State v. Barnett. Gaston County. Appeal of failure to notify sheriff of change of address within three days for a sex offender, a class F felony.
The indictment failed to allege an essential element of the charge -- that defendant was a person required to register. The indictment was fatal and the trial court lacked jurisdiction. Judgment vacated.
State v. Cameron. Durham County. Appeal of felony flee/elude arrest with a motor vehicle.
Defendant fled from an officer, after a traffic stop. Defendant told the officer she wanted a female officer to conduct the stop and testified at trial that this was the reason she drove away.
Defendant argues on appeal that there was insufficient evidence of specific intent to elude. Defendant's statements clearly show intent to elude the law enforcement officers who were chasing her. Even if her intent was to turn herself in to a female officer, it was still intent to elude.
No plain error when the jury sent out a note asking for a definition of fleeing to avoid arrest and asking if intent mattered and the judge said, "“[I]ntent is not part of the operating a motor vehicle to elude arrest charge.” While possibly erroneous, it was not plain error, as there was clear evidence of intent.
No IAC for trial lawyer not correcting this instruction. Even if IAC, would not have effected the outcome.
State v.

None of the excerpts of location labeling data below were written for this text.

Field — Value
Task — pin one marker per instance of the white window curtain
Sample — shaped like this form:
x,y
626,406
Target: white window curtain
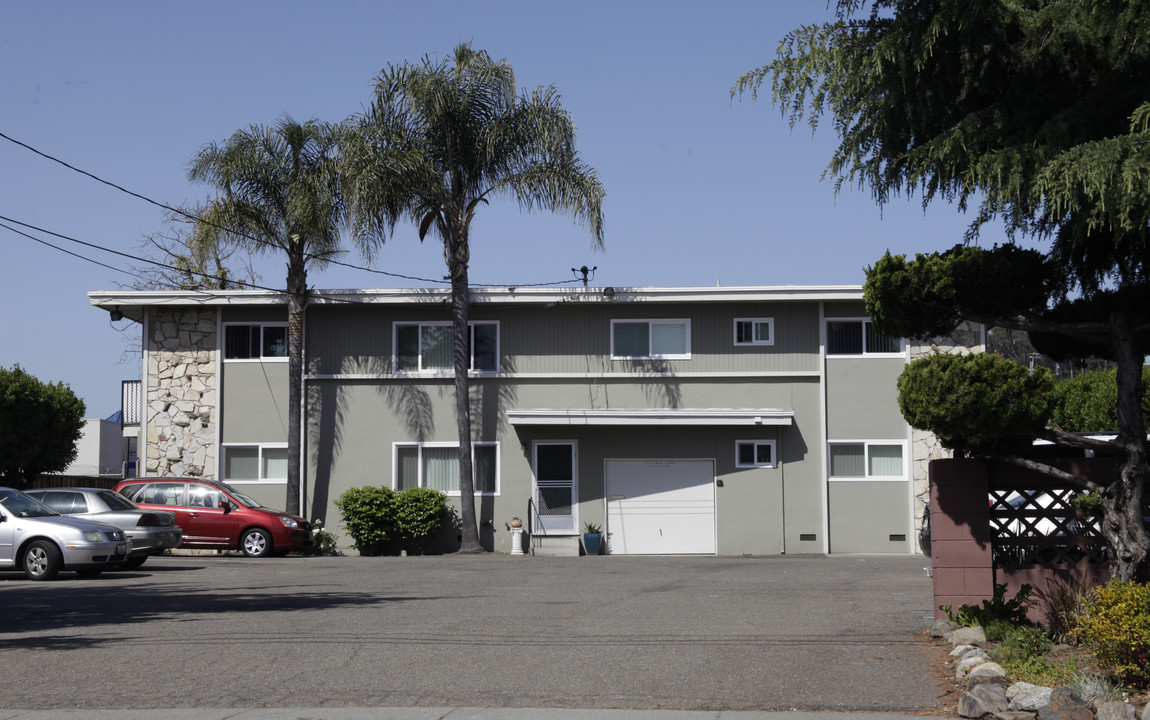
x,y
668,338
441,468
436,347
242,464
848,460
886,460
275,464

Powell. Mecklenburg County. Appeal of murder conviction.
Defendant charged with shooting a man in his home. Defendant's cell phone was left at the home. State put on this evidence and a jail snitch. Convicted of 2d murder.
First, defense counsel oral stipulation that out-of-state conviction was sufficient to find him a record level II.
Second, no error in allowing an LEO to testify as an expert in Jamaican patois. A police officer "translated" phone calls made by defendant from jail. The officer was born in Jamaica, lived there for 20 years, was married to a Jamaican woman and spoke Patois at home. Helpful to trier of fact and qualified to testify.
Third, sufficient evidence. Defendant's phone was there, a call was made from it near the house, and a jail snitch said the defendant said, "I must have dropped my phone after I killed him."
Fourth, prosecutor did not impermissibly vouch for a witness (no plain error), by asking if the prosecutor had told him not to lie and that he couldn't help him in his federal case.
State v. Rouson. Writ of Certiorari denied, where defendant failed to give timely notice of appeal and a meritorious argument not established.